September 5, 2008
Lawsuits Filed to Stop Tunnel
By Dan Abendschein
Two local cities have filed lawsuits to stop a proposed tunnel extension of the 710 Freeway from receiving $780 million in funding.
"You can't fund a project before it goes through an environmental review," said South Pasadena Councilman Richard Schneider, a vocal opponent of the 710 extension. "The lawsuit's goal is to knock out the funding for this project."
The 4.5-mile tunnel, which would connect the 710 and 210 freeways, does not have a proposed route. A preliminary feasibility study on the project was completed in 2006, but a follow-up study has not been done.
The project would receive $780 million from a proposed half-cent sales tax measure, if a state bill authorizing the measure is signed into law by Gov. Arnold Schwarzenegger and if the measure is passed by two-thirds of county voters in November.
If either of those things does not happen, the lawsuits would be withdrawn, according to city officials.
Officials from both cities also said they do not oppose the sales tax measure as a whole. The lawsuit is designed only to remove funding from the tunnel project, not to invalidate the sales tax measure, according to legal documents in the case.
A 710 Freeway extension was opposed for decades by both cities when the proposal included building an above-ground road through South Pasadena.
South Pasadena and La Ca ada Flintridge each filed a separate lawsuit against the tunnel plan, but officials from both cities said the cases could be consolidated by a judge.
South Pasadena recently agreed to drop its opposition to SB 1350, state legislation that would have authorized the MTA to pursue a private-public partnership to allow a private company to complete the tunnel and charge tolls to recover its costs.
In exchange, the city received guarantees of legislative language that would give South Pasadena a right to reject an above-ground version of the freeway. The legislation died in committee last month, however, after opposition from environmental groups and some labor unions.
South Pasadena Mayor Philip Putnam said he did not see any contradiction between supporting the legislation and suing MTA over the tunnel proposal.
"They are completely different issues," Putnam said. "SB 1350 was to allow a funding mechanism, but it did not propose to allocate any money to a project that has no route."
He also said the city does not oppose a tunnel project from being carried out, but it does not want to see any funding for the project until it has an established route.
Councilman Mike Ten said the lawsuit probably would not have been filed had SB 1350 passed and the city had been guaranteed there would be no surface freeway. He said the city's concern is the MTA might build a surface route instead of a tunnel.
MTA spokeswoman Helen Ortiz Gilstrap said neither her agency nor Caltrans, the state highway authority, had eliminated the surface freeway plan completely, although she added the agency's preference is to pursue a tunnel option.
She said her agency could not comment on the pending lawsuits.
La Ca ada Flintridge's concerns about the project have to do with possible traffic impacts that could come with the freeway extension, Mayor Stephen Del Guercio said. He said those impacts need to be studied.
"I don't know what the effects will be, but we have suspicions that will be seeing air, noise, and traffic impacts if the project goes through," he said.
La Ca ada Flintridge City Manager Mark Alexander said both cities' cases assert that the MTA violated the California Environmental Quality Act by proposing funding for the project without an environmental review.
"Our lawyers' view is that the CEQA exemptions they are trying to apply are not valid," Alexander said.
In the state Legislature, local representatives have been divided over efforts to push the tunnel project, based on the geography of their districts.
Assemblyman Anthony Portantino, D-La Ca ada Flintridge, a former council member in La Ca ada Flintridge, has been the most vocal critic of the project.
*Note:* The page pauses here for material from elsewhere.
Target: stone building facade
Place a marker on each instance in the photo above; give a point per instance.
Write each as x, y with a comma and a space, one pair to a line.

He previously voiced many of the arguments made in the lawsuit in the media and at MTA meetings.
He said he had expected the possibility of a lawsuit since July, when MTA put the 710 extension on its list of sales-tax projects.
"It was no surprise," Portantino said. "MTA was so hellbent on this project that good judgement went out the window."
Assemblyman Mike Eng, D-Monterey Park, a project advocate, represents areas that have long advocated completion of the freeway. He said he had not heard about the lawsuit and would need to review it before he could comment.